The conversations about a legal strategy took center stage on Tuesday at the White House, where press secretary Sarah Sanders said the President did not support Bannon’s call to squeeze funding for the special counsel’s office or to push back harder on Mueller.
“No,” Sanders said. “I’m not sure what we’d push back against. All they’ve done is come up with ways and shown more and more that there was no connection between the Trump campaign and collusion with Russia.”
Asked directly whether the President was pleased with his current legal team, Sanders said: “I’m not sure how he couldn’t.”
“All of the revelations that have taken place over the last several days and hours have nothing to do with the President and have nothing to do with the campaign,” Sanders said. “I think the further we get into it, the more and more we see that happen.”
A day after two of Trump’s campaign aides were indicted and a third was revealed to have pleaded guilty for lying to the FBI — with whom he’s now cooperating — Trump made repeated attempts to return to his governing agenda, which he’s urgently working to revive.
A pall over the West Wing
But even as Trump looks ahead to a tax reform fight and a lengthy trip to Asia, there remained a pall over the West Wing as aides and associates continued to grapple with the contents of Monday’s legal announcements.
While most of Trump’s staff — and the President himself — had long expected former campaign chairman Paul Manafort and his associate Rick Gates to be indicted by the special counsel, the guilty plea by George Papadopoulos, a campaign foreign policy adviser, came seemingly from nowhere.
Aides who worked on the campaign struggled to remember the man who court documents revealed sought to arrange meetings between members of the Trump campaign and top ranking Kremlin officials.
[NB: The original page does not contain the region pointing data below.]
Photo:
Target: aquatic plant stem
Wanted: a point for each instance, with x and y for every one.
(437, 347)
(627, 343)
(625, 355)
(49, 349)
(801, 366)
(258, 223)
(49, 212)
The notion that such an unassuming figure could be caught in Mueller’s net had some Trump aides on edge. The suggestion in the documents that he is cooperating with the FBI investigation — including the possibility that he’s worn a wire to collect information from other campaign associates — has prompted a degree of consternation among Trump associates, who now wonder who else might be working with Mueller’s team.
Members of Trump’s staff are “freaked out,” one person close to the White House said, with some aides wondering “who has been trying to bait me?”
The President himself is similarly concerned there could be other unforeseen indictments coming down that neither he nor his legal team have anticipated.
“He’s insane about it because he’s wondering how many of these things are there out there that I don’t know about?” the person close to the President said.